Personal information
- Full name: Matthew Fuerbringer
- Born: January 29, 1974 (age 52) Costa Mesa, California, U.S.
- Hometown: Redondo Beach, California, U.S.
- Height: 6 ft 8 in (203 cm)
- College / University: Stanford University

Beach volleyball information

Current teammate
| Years | Teammate |
| 2003–present | Casey Jennings |

Medal record
Men's beach volleyball
Representing the United States
World Tour
| Silver medal – second place | 2009 Myslowice | Beach |
| Silver medal – second place | 2010 Klagenfurt | Beach |
| Silver medal – second place | 2011 Québec | Beach |
| Silver medal – second place | 2012 Brasilia | Beach |
| Bronze medal – third place | 2008 VIP | Beach |
| Bronze medal – third place | 2010 Milner | Beach |

= Matt Fuerbringer =

American beach volleyball player

Matthew "Matt" Fuerbringer (born January 29, 1974) is an American former beach volleyball player. Throughout his AVP career, he teamed up with Casey Jennings.

==High school and college==
Fuerbringer was born in Costa Mesa, California. He attended Estancia High School. He received a degree in American Studies at Stanford University.

He spent five years playing professional volleyball in Europe and became fluent in Spanish. At his years at Stanford, Fuerbringer was named four-time All-American, Freshman of the Year, Outstanding Senior Athlete and was a member of the 1997 NCAA National Championship team. Fuerbringer remains as Stanford's leader in kills, and also ranks in the top five in aces and blocks.

==Coaching==

As of April 1, 2013, Fuerbringer is an assistant coach for the U.S. Men's National Volleyball Team.

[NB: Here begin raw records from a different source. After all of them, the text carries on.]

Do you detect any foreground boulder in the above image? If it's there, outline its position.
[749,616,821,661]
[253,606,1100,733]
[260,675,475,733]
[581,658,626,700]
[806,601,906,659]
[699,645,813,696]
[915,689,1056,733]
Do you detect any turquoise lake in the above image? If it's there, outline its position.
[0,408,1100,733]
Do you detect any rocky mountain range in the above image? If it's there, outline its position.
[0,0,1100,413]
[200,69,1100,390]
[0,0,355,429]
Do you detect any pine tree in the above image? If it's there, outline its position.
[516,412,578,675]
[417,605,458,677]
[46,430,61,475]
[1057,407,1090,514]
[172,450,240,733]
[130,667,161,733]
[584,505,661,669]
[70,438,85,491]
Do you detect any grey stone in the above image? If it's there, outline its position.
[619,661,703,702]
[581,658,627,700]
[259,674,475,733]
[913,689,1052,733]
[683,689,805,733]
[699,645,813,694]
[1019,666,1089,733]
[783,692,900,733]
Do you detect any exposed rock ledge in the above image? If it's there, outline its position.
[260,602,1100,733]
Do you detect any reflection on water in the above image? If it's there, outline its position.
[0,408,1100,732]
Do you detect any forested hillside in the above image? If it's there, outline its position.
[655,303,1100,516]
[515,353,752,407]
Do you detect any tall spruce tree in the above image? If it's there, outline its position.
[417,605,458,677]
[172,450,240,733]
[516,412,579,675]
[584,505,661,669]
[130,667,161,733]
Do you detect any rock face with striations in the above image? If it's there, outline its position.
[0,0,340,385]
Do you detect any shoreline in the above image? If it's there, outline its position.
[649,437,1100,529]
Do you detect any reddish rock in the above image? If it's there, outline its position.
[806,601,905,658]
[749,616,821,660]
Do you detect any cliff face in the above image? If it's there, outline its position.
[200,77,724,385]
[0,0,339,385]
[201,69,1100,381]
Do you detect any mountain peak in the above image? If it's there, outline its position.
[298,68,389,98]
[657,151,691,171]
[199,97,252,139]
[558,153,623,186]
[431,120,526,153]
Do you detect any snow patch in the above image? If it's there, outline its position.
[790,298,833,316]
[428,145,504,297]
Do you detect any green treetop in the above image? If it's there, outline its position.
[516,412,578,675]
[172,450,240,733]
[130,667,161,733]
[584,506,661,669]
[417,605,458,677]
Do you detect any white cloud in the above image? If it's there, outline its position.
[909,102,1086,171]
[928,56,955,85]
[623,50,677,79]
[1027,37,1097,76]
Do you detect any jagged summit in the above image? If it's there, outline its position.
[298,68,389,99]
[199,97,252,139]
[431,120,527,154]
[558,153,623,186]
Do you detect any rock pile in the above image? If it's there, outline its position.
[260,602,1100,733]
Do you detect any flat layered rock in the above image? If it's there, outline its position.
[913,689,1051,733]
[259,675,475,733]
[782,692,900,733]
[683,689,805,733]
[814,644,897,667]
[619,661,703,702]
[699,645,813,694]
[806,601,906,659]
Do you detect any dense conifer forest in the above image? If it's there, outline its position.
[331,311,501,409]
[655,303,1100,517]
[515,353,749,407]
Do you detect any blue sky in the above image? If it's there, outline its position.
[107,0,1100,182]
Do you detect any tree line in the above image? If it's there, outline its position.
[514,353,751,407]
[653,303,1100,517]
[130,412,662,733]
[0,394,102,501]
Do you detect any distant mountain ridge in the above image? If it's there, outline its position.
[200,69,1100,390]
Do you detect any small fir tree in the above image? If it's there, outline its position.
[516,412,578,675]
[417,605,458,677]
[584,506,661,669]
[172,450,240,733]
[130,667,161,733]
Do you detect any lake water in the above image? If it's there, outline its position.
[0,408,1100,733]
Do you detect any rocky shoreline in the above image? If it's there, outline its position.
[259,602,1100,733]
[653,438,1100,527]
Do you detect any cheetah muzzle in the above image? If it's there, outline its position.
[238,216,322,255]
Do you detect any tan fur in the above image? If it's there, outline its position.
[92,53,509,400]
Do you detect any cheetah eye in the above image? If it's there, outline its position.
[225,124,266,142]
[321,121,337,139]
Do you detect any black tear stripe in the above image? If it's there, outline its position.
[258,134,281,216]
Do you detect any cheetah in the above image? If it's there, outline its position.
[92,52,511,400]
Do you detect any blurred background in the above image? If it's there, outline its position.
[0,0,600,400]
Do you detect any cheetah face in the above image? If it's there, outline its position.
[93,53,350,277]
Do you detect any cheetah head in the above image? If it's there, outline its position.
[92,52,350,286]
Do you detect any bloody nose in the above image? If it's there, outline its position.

In 2024, Fuerbringer was selected as the head coach for LOVB Madison.

==Personal life==

Fuerbringer currently lives in Redondo Beach, California with his wife Joy McKienzie, who is a former All-American at Long Beach State and owns the Mizuno Long Beach Volleyball Club. He also owns his own volleyball club called Rockstar. They have a daughter, Charlie, born in 2006, who plays volleyball for Wisconsin, as well as a son, Mateo, born in 2009.